I was born in 1970 in Massapequa, New York on Long Island. I was the only child of my mother and father. However, my father had two sons and a daughter from two previous marriages and my mother had four sons from a previous marriage, though the eldest died in a motorcycle accident before I was born. My siblings were all at least ten years older than me and when you are ten, you are not going to be hanging out with a twenty-year-old. Also, by the age I was old enough to really start remembering everything they had all moved out. So, for all intents and purposes I grew up an only child.

My parents were also older. My father was born in 1919 and though he provided for us he was always working and never around. I never played catch with him, never went on any camping trips with him. We never went to the movies together or had any father-son talks. My mother, who was a saint in my eyes, was always the one who took me anywhere I needed to go. But though we would become close later in life, as a child the age difference made it difficult for me to relate to her. So, growing up I was left to figure things out on my own.

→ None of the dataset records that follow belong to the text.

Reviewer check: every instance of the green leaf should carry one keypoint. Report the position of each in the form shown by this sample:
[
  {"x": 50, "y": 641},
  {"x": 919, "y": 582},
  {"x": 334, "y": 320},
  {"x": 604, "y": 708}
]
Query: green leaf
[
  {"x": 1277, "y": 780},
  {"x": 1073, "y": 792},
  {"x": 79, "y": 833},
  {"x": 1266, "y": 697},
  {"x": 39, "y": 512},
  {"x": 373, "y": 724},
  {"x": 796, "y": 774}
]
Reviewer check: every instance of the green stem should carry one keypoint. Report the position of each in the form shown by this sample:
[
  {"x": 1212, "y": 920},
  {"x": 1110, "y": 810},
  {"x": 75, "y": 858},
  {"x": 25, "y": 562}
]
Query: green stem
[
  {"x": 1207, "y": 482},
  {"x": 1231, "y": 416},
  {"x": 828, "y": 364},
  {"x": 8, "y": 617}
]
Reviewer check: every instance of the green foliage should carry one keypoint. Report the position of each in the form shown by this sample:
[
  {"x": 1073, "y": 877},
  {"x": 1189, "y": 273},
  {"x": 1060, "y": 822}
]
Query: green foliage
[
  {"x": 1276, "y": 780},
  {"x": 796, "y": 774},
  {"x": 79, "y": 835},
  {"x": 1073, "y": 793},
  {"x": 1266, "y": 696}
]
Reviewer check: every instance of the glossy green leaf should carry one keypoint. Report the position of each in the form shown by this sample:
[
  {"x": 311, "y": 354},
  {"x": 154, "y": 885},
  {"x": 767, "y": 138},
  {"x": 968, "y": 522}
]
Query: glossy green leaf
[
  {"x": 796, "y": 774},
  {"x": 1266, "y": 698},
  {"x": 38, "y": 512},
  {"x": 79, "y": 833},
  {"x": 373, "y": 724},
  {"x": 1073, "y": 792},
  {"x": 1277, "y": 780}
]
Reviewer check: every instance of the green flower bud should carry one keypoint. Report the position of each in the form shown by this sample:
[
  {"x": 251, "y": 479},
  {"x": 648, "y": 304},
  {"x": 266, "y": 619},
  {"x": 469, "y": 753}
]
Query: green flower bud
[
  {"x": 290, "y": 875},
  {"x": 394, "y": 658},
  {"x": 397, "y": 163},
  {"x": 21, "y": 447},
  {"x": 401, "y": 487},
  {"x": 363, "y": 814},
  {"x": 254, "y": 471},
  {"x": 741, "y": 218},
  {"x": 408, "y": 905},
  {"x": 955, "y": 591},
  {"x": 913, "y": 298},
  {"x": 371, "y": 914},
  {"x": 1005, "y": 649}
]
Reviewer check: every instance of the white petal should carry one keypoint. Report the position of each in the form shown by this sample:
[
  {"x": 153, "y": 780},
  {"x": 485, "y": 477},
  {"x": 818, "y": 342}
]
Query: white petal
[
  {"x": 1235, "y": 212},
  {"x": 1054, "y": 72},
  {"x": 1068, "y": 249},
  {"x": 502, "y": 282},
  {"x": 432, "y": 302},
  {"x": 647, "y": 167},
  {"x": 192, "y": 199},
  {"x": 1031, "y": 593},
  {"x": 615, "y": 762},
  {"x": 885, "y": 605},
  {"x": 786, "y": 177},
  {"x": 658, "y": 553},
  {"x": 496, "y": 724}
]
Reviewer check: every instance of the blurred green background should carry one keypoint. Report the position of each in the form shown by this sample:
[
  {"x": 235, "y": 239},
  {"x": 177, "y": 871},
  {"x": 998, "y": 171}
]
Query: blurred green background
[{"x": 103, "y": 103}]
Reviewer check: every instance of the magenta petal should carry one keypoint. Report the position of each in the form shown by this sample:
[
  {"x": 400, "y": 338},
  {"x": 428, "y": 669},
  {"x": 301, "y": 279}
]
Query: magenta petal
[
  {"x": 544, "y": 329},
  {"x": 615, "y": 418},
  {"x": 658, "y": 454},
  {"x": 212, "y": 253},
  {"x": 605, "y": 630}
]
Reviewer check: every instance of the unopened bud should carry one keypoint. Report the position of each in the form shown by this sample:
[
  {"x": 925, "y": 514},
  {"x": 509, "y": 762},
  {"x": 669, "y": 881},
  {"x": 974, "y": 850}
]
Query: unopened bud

Though my father came from humble beginnings, tough hard work and perseverance, he eventually came to own some commercial real estate in Howard Beach, NY. Growing up I considered us upper middle class. There were never any arguments about money, we took occasional trips to Disneyland, Arizona and even Aruba, and I had all the toys I could want. However, though my father had a Cadillac – he loved Cadillac’s – my mother drove a Datsun and we had what one would consider an average house for a family. We never spent weekends in the Hamptons and my mother did all the cooking and housework. My father made a good living, but I never thought of us as wealthy.

For as long as I can remember I was a deep thinker. I did all the things other kids my age did at the time: hang out with friends, play army, ride bikes around the neighborhood, and get into occasional mischief. But my mind would often be off pondering life and other things larger than perhaps what other kids would contemplate. I remember the day Elvis died, when I was six. Naturally, his death dominated the news. But that same day a man had jumped off the Brooklyn or Verrazano Bridge, to his death, in an apparent suicide. There was a snippet about it on the evening news, which even at a young age, we watched together as a family. I remember thinking why have they been going on all day about Elvis and only did a ten second piece on this other guy? Wasn’t this guy important too? I have always been about the underdog, the person whose story may be important, but is never told.

In May of 1981, at the age of ten, I moved with my parents to Scottsdale Arizona. Scottsdale back then was like a different world. It was so beautiful. I’m not saying that it is not still beautiful, but at that time everything was wide-open space. Roads cut straight through the land like vast gridlines. There would be a huge desert lot, then a small shopping center, then some more desert, then newly developed picturesque communities. Nothing was congested, including the roadways. Saguaro cacti and palm trees seemed perfectly placed throughout the landscape. Encasing the entire valley were tall mountains creating a tranquil and serene omnipresent backdrop.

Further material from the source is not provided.